Vibration analysis of functionally graded plate with a moving mass

Abstract

A hybrid method is proposed to predict the dynamic behavior of functionally graded (FG) plate subjected to a moving mass. The governing equations of motion of FG plate are derived using the Kirchhoff plate theory and Lagrange equation. Improved Rayleigh–Ritz solution is used to treat the spatial partial derivatives. Penalty method is employed to deal with the constraints, and the energy terms due to boundary conditions are included in Lagrange, hence it is not necessary to particularly consider the constraints in the modeling process. And the combination of simple polynomials and trigonometric functions is selected as the admissible functions.

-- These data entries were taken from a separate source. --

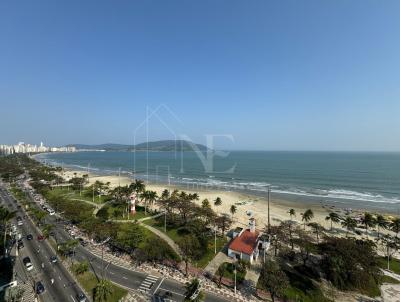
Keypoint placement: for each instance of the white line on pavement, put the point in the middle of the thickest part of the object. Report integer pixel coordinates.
(162, 280)
(167, 290)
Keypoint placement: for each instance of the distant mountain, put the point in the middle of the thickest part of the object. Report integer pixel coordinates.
(165, 145)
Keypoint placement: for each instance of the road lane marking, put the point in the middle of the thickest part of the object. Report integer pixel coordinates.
(175, 293)
(162, 280)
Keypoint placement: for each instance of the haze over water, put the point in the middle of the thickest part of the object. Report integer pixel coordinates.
(350, 178)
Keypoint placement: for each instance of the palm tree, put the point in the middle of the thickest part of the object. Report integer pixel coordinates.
(165, 194)
(292, 213)
(307, 216)
(368, 221)
(381, 222)
(103, 290)
(148, 197)
(349, 223)
(395, 225)
(217, 201)
(138, 186)
(205, 204)
(318, 229)
(5, 217)
(233, 210)
(152, 197)
(192, 293)
(333, 217)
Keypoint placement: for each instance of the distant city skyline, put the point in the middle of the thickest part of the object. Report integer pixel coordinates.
(265, 75)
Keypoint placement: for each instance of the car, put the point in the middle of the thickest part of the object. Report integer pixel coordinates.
(82, 241)
(81, 297)
(53, 259)
(39, 288)
(28, 263)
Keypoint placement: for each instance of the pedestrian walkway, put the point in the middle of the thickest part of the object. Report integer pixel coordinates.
(148, 283)
(135, 297)
(28, 293)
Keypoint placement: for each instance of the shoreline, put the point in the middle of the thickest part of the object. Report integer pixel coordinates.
(244, 202)
(295, 197)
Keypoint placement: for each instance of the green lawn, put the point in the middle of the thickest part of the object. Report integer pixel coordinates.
(303, 289)
(394, 264)
(85, 195)
(88, 281)
(229, 272)
(173, 234)
(388, 279)
(210, 253)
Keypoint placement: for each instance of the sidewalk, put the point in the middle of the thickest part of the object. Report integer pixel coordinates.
(170, 273)
(391, 292)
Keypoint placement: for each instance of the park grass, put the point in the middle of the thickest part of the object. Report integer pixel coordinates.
(302, 288)
(394, 264)
(172, 233)
(210, 253)
(112, 208)
(72, 194)
(89, 281)
(388, 279)
(229, 273)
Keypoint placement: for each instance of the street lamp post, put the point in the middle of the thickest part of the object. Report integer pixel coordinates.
(269, 193)
(215, 239)
(234, 271)
(165, 221)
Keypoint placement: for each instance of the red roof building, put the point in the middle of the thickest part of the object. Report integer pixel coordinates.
(245, 243)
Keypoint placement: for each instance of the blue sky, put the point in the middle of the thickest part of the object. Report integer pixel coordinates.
(276, 75)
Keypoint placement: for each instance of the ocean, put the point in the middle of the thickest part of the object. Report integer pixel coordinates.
(350, 179)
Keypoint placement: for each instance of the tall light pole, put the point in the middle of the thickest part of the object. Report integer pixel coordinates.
(165, 221)
(215, 239)
(234, 271)
(269, 224)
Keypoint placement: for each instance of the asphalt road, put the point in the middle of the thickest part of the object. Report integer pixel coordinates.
(64, 288)
(157, 289)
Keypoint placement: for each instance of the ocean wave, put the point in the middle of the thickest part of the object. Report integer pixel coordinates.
(210, 181)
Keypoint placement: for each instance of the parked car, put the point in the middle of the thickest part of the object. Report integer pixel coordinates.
(53, 259)
(28, 263)
(39, 288)
(81, 297)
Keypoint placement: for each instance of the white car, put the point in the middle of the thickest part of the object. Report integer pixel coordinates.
(28, 263)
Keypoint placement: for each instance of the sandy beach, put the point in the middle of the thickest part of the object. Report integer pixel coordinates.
(257, 205)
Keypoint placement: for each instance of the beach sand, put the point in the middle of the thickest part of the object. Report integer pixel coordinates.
(244, 202)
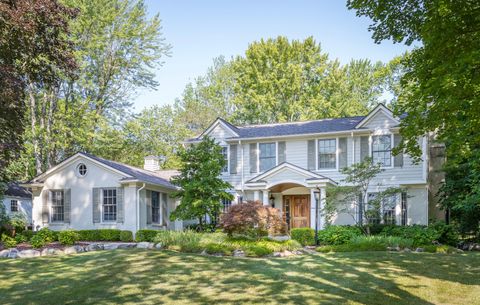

The advantage of this improvement in Rayleigh–Ritz method is that it is not needed to find satisfied admissible functions for different boundary conditions while the convergence of the solution is improved. Meanwhile, the method can be used to handle the versatile boundary conditions. Differential quadrature method (DQM) as a step-by-step time integration scheme is employed for discretization of temporal derivatives. The validated results show that the presented method is very reliable and efficient, and its convergence and accuracy are also better compared to finite element method for solving the dynamic problems of FG plate with moving loads (force and mass). Moreover, the influences of material properties and boundary conditions on maximum dynamic deflections are investigated, as well as moving speeds and inertial effects of loads (mass and force). Although only four edge boundary conditions are addressed in the present work, the proposed procedure is applicable for any arbitrary edge boundary conditions.